Keywords : facial component detection, facial expression recognition, HOG features, SVM.

1. Introduction

Human beings can communicate thoughts and desires, along with expression, facial and unwillingness, through some nonverbal approaches. The most effective non-verbal way of speaking with each other is also a facial expression. The identification of facial expressions has received increased attention, as they can therefore be commonly used in various fields, such as detection of deception, medical evaluation and the HCI. Yes, it is widely accepted that computing should shift history, blend into the shape of our ordinary living environments and look at the human consumer in the closer perspective[1]. To achieve this objective, computer vision and machine learning must be developed, while psychological analysis of feeling must be strengthened. Face recognition, however, is an extremely difficult task. A variety of factors, such as lighting, location, deformation and the wild can contribute to the difficulty. In fact, facial expressions are refined muscle movements and their difficulty to detect such slight changes.

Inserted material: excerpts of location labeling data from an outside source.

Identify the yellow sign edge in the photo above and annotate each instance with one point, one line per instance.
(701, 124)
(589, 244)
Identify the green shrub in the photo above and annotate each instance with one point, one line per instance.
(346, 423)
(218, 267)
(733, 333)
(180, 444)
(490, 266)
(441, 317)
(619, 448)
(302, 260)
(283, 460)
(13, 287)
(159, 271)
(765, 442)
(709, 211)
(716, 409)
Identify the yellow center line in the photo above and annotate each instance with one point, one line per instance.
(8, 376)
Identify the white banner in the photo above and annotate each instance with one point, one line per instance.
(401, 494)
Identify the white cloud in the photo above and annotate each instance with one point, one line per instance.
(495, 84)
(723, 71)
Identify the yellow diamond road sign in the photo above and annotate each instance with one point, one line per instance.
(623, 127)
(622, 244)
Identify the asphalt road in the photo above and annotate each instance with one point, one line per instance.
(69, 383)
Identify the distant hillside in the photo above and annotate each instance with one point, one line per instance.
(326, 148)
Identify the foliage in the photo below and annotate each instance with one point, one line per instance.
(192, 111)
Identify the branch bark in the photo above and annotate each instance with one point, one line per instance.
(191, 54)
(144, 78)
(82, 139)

Facial expressions are long-standing research and have seen improvement in recent decades. A fully common method for assessing facial features is the Facial Action written (FACS), which was projected by Ekman et al. in 1978[ 2] and improved in 2002[ 3].

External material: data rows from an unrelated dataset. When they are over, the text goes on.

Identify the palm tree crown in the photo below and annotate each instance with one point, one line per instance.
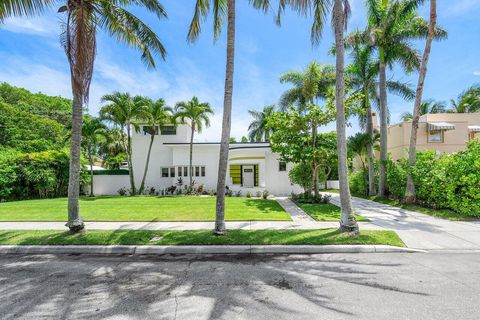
(257, 130)
(194, 113)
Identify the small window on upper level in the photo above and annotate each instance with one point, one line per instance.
(149, 130)
(435, 136)
(168, 130)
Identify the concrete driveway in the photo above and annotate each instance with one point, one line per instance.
(419, 231)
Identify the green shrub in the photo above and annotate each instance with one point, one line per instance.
(358, 181)
(463, 176)
(396, 178)
(301, 174)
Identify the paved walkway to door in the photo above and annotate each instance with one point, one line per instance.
(418, 230)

FACS aims to break down facial expressions into entirely different action groups. Facial expressions can be identified when paired with the action units. Another approach is to recognize face expressions from photos directly.

Two methods, namely look and geometry[ 4], are used in face expression recognition in a direct approach. The Gabor Filters, local Binary Patterns (LBP) textural descriptors represent facial expression choices, are apparently applied. Methods based on geometry are intended to capture the face shapes. A formula with a bunch of confidence points is remembered. The geometry features may be considered for these purposes. A lot of people try to interpret facial expressions. Zhang et al. [5] have examined two different options for the identification of facial presentation, geometry-based features and gabor wavelets.

The two-layer sensor was applied as the classifier, comparing the output of both applications. The topics of gross to fine classification were described by feng et al.[6] for facial characteristics. The ground floor enclosed the output and the computation of the space between the function vectors and the model vectors. After this, a K-close neighbor classification was used to try and make the final classification in the fine point. In[ 7] Khandait et al. found that facial recognition of the dimensions and height of the facial components was distinct.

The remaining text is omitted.